By Paul Harwood, Chief Investment Officer.
Most forecasts are looking at 2018 as being “more of the same”, following the pattern of 2017. On current evidence, these are reasonable assumptions but it is important to be aware of what might happen and to be ready to identify early signs of change.
A good starting point is the US. Here, the Federal Reserve is currently predicting three 0.25% increases in interest rates this year. Underlying economic growth is around 2.5% and with further stimulus from mildly accelerating global growth and probable US tax cuts, the basis for such interest rate changes looks well founded. Whilst investors may accept these rate forecasts, US and international bond markets are not fully adjusted to this prospect with yields remaining stubbornly low. This is a function of global financial liquidity brought about by nearly a decade of quantitative easing. Should central banks unwind these programmes, then bond yields would rise. A substantial increase in bond yields would be an early indicator for subsequent equity market weakness.
The economic picture both in Europe and Asia is strong and we continue to favour these regions in our mandates with global exposure. Consensus growth forecasts are 2.5% and 3.5% respectively. Neither excessive growth nor inflation seem likely to undermine economic policy in the regions, though the European Central Bank has indicated that it will curtail its quantitative easing programme in 2018. Probably, the principal risk lies in a pronounced Chinese slowdown. Rio Tinto (the mining giant) has hinted at lower expected Chinese metal demand during the first half of 2018, but recent high demand for coal and gas in China seems to contradict this. Clearly, Chinese economic performance has important implications for all the major world economies.
UK growth slipped marginally to about 1.8% in 2017 after 1.9% in 2016. However, accelerating growth in the US, Europe and Asia makes this a relatively poor outcome. Sterling’s weakness post Brexit led to a small decline in consumer spending power and business investment was held back by the surrounding uncertainty. 2018 should witness steadier real incomes and the inevitably delayed benefit from sterling weakness on UK competitiveness. Manufacturing industry forward indicators are showing good strength and the much larger services sector held up well in the final quarter of 2017. Consequently, there are solid reasons to expect overall UK growth to stabilise in 2018, especially given the favourable European backdrop.
UK Equity Investment Outlook
The economic background for UK equities is probably better than consensus expectations. However, the impact of politics on the exchange rate and sector strategy will be equally important. There is a risk that, if the Brexit ‘process’ goes badly, the Conservative government will be blamed despite the democratic vote to leave. The passage of time also favours Labour since at the next general election (2022 at the latest) a high proportion of the voting population will not have experienced the impact of essentially socialist politics on economic performance and general welfare. Hopefully, this will not damage investor sentiment in the near term.

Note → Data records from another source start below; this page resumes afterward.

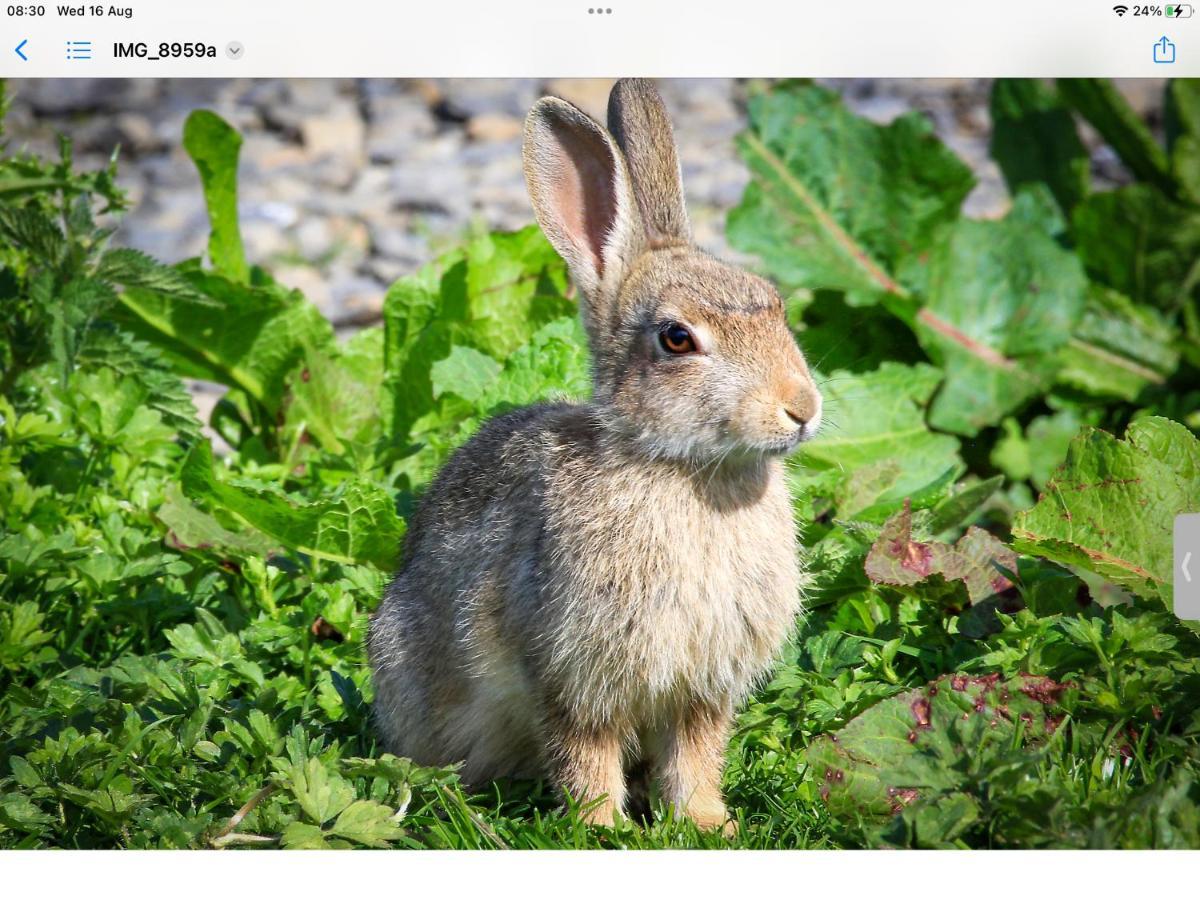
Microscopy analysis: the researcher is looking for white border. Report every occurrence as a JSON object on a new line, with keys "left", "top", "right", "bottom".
{"left": 3, "top": 849, "right": 1200, "bottom": 898}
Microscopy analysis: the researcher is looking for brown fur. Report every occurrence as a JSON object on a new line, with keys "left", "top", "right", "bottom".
{"left": 368, "top": 79, "right": 822, "bottom": 831}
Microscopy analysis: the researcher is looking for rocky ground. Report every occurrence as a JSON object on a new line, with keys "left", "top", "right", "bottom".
{"left": 2, "top": 78, "right": 1164, "bottom": 421}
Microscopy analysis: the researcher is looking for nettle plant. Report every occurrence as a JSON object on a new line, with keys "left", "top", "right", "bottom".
{"left": 0, "top": 78, "right": 1199, "bottom": 850}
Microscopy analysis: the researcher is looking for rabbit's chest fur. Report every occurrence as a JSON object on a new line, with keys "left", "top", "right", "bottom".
{"left": 533, "top": 432, "right": 802, "bottom": 727}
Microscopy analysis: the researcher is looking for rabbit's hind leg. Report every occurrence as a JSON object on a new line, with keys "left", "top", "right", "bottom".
{"left": 452, "top": 661, "right": 544, "bottom": 785}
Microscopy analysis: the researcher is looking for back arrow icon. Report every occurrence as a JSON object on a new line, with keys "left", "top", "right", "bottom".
{"left": 15, "top": 39, "right": 28, "bottom": 61}
{"left": 1185, "top": 551, "right": 1194, "bottom": 583}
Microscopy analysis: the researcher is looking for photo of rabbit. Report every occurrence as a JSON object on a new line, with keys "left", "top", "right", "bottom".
{"left": 368, "top": 79, "right": 823, "bottom": 830}
{"left": 5, "top": 70, "right": 1196, "bottom": 851}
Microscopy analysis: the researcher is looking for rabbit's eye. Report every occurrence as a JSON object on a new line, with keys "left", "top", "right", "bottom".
{"left": 659, "top": 322, "right": 697, "bottom": 354}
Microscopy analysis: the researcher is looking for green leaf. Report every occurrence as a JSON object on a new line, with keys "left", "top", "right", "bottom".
{"left": 1166, "top": 79, "right": 1200, "bottom": 203}
{"left": 157, "top": 484, "right": 278, "bottom": 559}
{"left": 473, "top": 317, "right": 591, "bottom": 414}
{"left": 72, "top": 367, "right": 176, "bottom": 450}
{"left": 1073, "top": 185, "right": 1200, "bottom": 315}
{"left": 0, "top": 794, "right": 55, "bottom": 833}
{"left": 116, "top": 265, "right": 334, "bottom": 416}
{"left": 926, "top": 475, "right": 1004, "bottom": 535}
{"left": 728, "top": 82, "right": 974, "bottom": 305}
{"left": 1011, "top": 417, "right": 1200, "bottom": 603}
{"left": 431, "top": 345, "right": 503, "bottom": 403}
{"left": 285, "top": 327, "right": 385, "bottom": 454}
{"left": 0, "top": 205, "right": 67, "bottom": 267}
{"left": 382, "top": 226, "right": 573, "bottom": 439}
{"left": 807, "top": 673, "right": 1073, "bottom": 835}
{"left": 990, "top": 79, "right": 1089, "bottom": 214}
{"left": 1054, "top": 286, "right": 1180, "bottom": 401}
{"left": 798, "top": 362, "right": 963, "bottom": 520}
{"left": 329, "top": 799, "right": 404, "bottom": 848}
{"left": 182, "top": 110, "right": 248, "bottom": 282}
{"left": 181, "top": 442, "right": 403, "bottom": 569}
{"left": 992, "top": 409, "right": 1093, "bottom": 491}
{"left": 1057, "top": 78, "right": 1175, "bottom": 196}
{"left": 899, "top": 192, "right": 1089, "bottom": 435}
{"left": 280, "top": 822, "right": 333, "bottom": 849}
{"left": 865, "top": 500, "right": 1017, "bottom": 604}
{"left": 0, "top": 602, "right": 56, "bottom": 671}
{"left": 78, "top": 327, "right": 204, "bottom": 444}
{"left": 286, "top": 757, "right": 356, "bottom": 826}
{"left": 95, "top": 248, "right": 211, "bottom": 304}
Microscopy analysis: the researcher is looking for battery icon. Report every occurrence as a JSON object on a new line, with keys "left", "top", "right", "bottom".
{"left": 1167, "top": 4, "right": 1194, "bottom": 16}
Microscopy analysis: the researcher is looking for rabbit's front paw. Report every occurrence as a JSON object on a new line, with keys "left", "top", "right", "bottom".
{"left": 686, "top": 804, "right": 737, "bottom": 836}
{"left": 580, "top": 799, "right": 622, "bottom": 828}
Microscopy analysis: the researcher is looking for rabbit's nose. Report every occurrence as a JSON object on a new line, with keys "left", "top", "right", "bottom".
{"left": 783, "top": 406, "right": 808, "bottom": 427}
{"left": 779, "top": 380, "right": 822, "bottom": 434}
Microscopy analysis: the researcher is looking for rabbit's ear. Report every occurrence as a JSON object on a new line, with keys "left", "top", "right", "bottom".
{"left": 523, "top": 97, "right": 645, "bottom": 309}
{"left": 607, "top": 79, "right": 691, "bottom": 245}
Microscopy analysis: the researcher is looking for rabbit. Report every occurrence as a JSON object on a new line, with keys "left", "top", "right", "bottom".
{"left": 368, "top": 78, "right": 822, "bottom": 832}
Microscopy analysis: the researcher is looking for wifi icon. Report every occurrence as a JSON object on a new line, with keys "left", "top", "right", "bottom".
{"left": 1114, "top": 4, "right": 1129, "bottom": 14}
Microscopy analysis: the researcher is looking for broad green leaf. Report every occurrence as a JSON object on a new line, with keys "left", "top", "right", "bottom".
{"left": 990, "top": 79, "right": 1089, "bottom": 213}
{"left": 991, "top": 408, "right": 1094, "bottom": 491}
{"left": 865, "top": 500, "right": 1017, "bottom": 604}
{"left": 1073, "top": 185, "right": 1200, "bottom": 314}
{"left": 382, "top": 226, "right": 573, "bottom": 439}
{"left": 431, "top": 345, "right": 503, "bottom": 403}
{"left": 1124, "top": 414, "right": 1200, "bottom": 484}
{"left": 1011, "top": 417, "right": 1200, "bottom": 603}
{"left": 1165, "top": 80, "right": 1200, "bottom": 202}
{"left": 807, "top": 673, "right": 1073, "bottom": 833}
{"left": 157, "top": 484, "right": 278, "bottom": 559}
{"left": 0, "top": 795, "right": 54, "bottom": 833}
{"left": 182, "top": 110, "right": 248, "bottom": 282}
{"left": 1057, "top": 78, "right": 1175, "bottom": 196}
{"left": 926, "top": 475, "right": 1004, "bottom": 535}
{"left": 473, "top": 317, "right": 591, "bottom": 414}
{"left": 117, "top": 264, "right": 334, "bottom": 416}
{"left": 1055, "top": 286, "right": 1180, "bottom": 401}
{"left": 285, "top": 326, "right": 385, "bottom": 454}
{"left": 900, "top": 192, "right": 1089, "bottom": 435}
{"left": 181, "top": 442, "right": 403, "bottom": 570}
{"left": 728, "top": 82, "right": 974, "bottom": 306}
{"left": 798, "top": 362, "right": 963, "bottom": 520}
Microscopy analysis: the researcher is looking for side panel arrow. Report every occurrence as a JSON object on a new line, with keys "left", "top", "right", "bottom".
{"left": 1185, "top": 551, "right": 1193, "bottom": 584}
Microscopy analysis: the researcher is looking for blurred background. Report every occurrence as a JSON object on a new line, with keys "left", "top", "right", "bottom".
{"left": 3, "top": 77, "right": 1164, "bottom": 329}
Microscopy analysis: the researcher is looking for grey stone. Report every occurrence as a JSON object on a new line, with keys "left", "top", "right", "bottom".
{"left": 365, "top": 93, "right": 438, "bottom": 164}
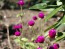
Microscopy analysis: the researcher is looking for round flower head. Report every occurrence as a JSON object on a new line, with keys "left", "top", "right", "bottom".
{"left": 32, "top": 16, "right": 37, "bottom": 20}
{"left": 14, "top": 31, "right": 21, "bottom": 36}
{"left": 17, "top": 0, "right": 25, "bottom": 6}
{"left": 28, "top": 20, "right": 35, "bottom": 26}
{"left": 53, "top": 43, "right": 59, "bottom": 49}
{"left": 38, "top": 12, "right": 44, "bottom": 19}
{"left": 35, "top": 36, "right": 45, "bottom": 43}
{"left": 17, "top": 24, "right": 22, "bottom": 28}
{"left": 49, "top": 29, "right": 56, "bottom": 38}
{"left": 12, "top": 24, "right": 22, "bottom": 29}
{"left": 48, "top": 45, "right": 54, "bottom": 49}
{"left": 37, "top": 46, "right": 42, "bottom": 49}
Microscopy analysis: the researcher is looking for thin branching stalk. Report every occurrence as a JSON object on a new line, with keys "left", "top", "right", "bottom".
{"left": 7, "top": 26, "right": 13, "bottom": 49}
{"left": 3, "top": 14, "right": 13, "bottom": 49}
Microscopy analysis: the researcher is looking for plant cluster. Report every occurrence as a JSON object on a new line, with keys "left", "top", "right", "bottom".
{"left": 3, "top": 0, "right": 65, "bottom": 49}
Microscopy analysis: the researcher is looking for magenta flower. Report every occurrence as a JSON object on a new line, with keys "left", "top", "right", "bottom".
{"left": 14, "top": 31, "right": 21, "bottom": 36}
{"left": 28, "top": 20, "right": 35, "bottom": 26}
{"left": 37, "top": 46, "right": 42, "bottom": 49}
{"left": 17, "top": 0, "right": 25, "bottom": 6}
{"left": 32, "top": 16, "right": 37, "bottom": 20}
{"left": 48, "top": 43, "right": 59, "bottom": 49}
{"left": 35, "top": 36, "right": 45, "bottom": 43}
{"left": 12, "top": 24, "right": 22, "bottom": 29}
{"left": 48, "top": 45, "right": 54, "bottom": 49}
{"left": 38, "top": 12, "right": 45, "bottom": 19}
{"left": 53, "top": 43, "right": 59, "bottom": 49}
{"left": 18, "top": 24, "right": 23, "bottom": 28}
{"left": 49, "top": 29, "right": 56, "bottom": 38}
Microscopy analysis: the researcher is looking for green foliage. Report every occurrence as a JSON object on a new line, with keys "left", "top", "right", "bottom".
{"left": 29, "top": 3, "right": 47, "bottom": 9}
{"left": 14, "top": 0, "right": 65, "bottom": 49}
{"left": 57, "top": 32, "right": 63, "bottom": 37}
{"left": 44, "top": 13, "right": 65, "bottom": 32}
{"left": 16, "top": 13, "right": 24, "bottom": 17}
{"left": 44, "top": 6, "right": 62, "bottom": 22}
{"left": 44, "top": 22, "right": 58, "bottom": 32}
{"left": 54, "top": 32, "right": 65, "bottom": 42}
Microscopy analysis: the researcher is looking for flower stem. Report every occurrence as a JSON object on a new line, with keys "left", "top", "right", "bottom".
{"left": 7, "top": 26, "right": 13, "bottom": 49}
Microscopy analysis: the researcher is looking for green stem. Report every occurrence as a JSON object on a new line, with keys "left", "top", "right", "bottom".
{"left": 21, "top": 6, "right": 23, "bottom": 12}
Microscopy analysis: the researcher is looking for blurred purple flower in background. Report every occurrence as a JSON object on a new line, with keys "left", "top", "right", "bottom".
{"left": 12, "top": 24, "right": 22, "bottom": 29}
{"left": 53, "top": 43, "right": 59, "bottom": 49}
{"left": 35, "top": 35, "right": 45, "bottom": 43}
{"left": 32, "top": 16, "right": 37, "bottom": 20}
{"left": 17, "top": 0, "right": 25, "bottom": 6}
{"left": 48, "top": 45, "right": 54, "bottom": 49}
{"left": 37, "top": 46, "right": 42, "bottom": 49}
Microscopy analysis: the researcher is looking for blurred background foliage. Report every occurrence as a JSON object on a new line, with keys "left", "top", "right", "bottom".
{"left": 0, "top": 0, "right": 60, "bottom": 10}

Our UK portfolios feature a particularly strong position in companies and industries that generate a significant proportion of their earnings overseas and are exposed to growing international demand. In the short run, sterling’s partial recovery against the US$ will negate some of this benefit, though there are now offsetting tax reductions on US profits. Businesses with a more European focus still have a major exchange rate benefit and for exporters, the margin and volume uplift from sterling weakness has yet to be fully captured. More generally, slower growth in the UK relative to the US and Europe together with the UK’s persistent Balance of Payments current account deficit, ‘Brexit’ negotiations and longer term political risk all seem likely to cause further sterling weakness over the medium term.
Although underlying demand may now have stabilised, we expect many consumer facing businesses will continue to see increasing competition. This is particularly true in retailing but internet based competition is also directly or indirectly affecting some leisure based industries. A focus on clear winners in all consumer sectors will be key. So called ‘recovery stocks’ may prove illusory if business models cannot adapt.
With the threat to profitability in the utility sectors, investors may re-evaluate businesses (typically in the support services area) which share the same low cyclicality and continuity. Some such companies were overlooked in 2017 in the search for growth and overseas earnings.
We are expecting an improvement in banking profitability in 2018 as interest rates edge higher and Personal Protection Insurance claims start to decline. We are nervous about longer term competitive challenges through new competition but current valuations still seem unduly cautious.
Shares in the energy and metals sectors have had strong performances through 2016/17. With the global economic recovery likely to continue for some time and with commodity supply and demand in better balance, there would seem further potential. We are also anticipating dividends to be somewhat ahead of market expectation.
We have some exposure to science and technology based businesses though this was reduced during 2017. Very high valuations and companies with a narrow range of activities can show volatile share price performance.
More generally, good investment performance in 2018 will require diligence. There have been a number of profit warnings during the latter part of 2017 and share price reactions have been severe. That pattern is expected to be repeated in 2018. Low quality businesses with aggressive accounting must be avoided.
We do not consider the UK stock market overvalued given the favourable economic background and growth potential in many equity market sectors. Low long term bond yields reinforce this view. We argued last year that poor bond market performance could be a positive for equities causing a repositioning of investment portfolios. This still looks a valid observation provided global liquidity conditions stay favourable.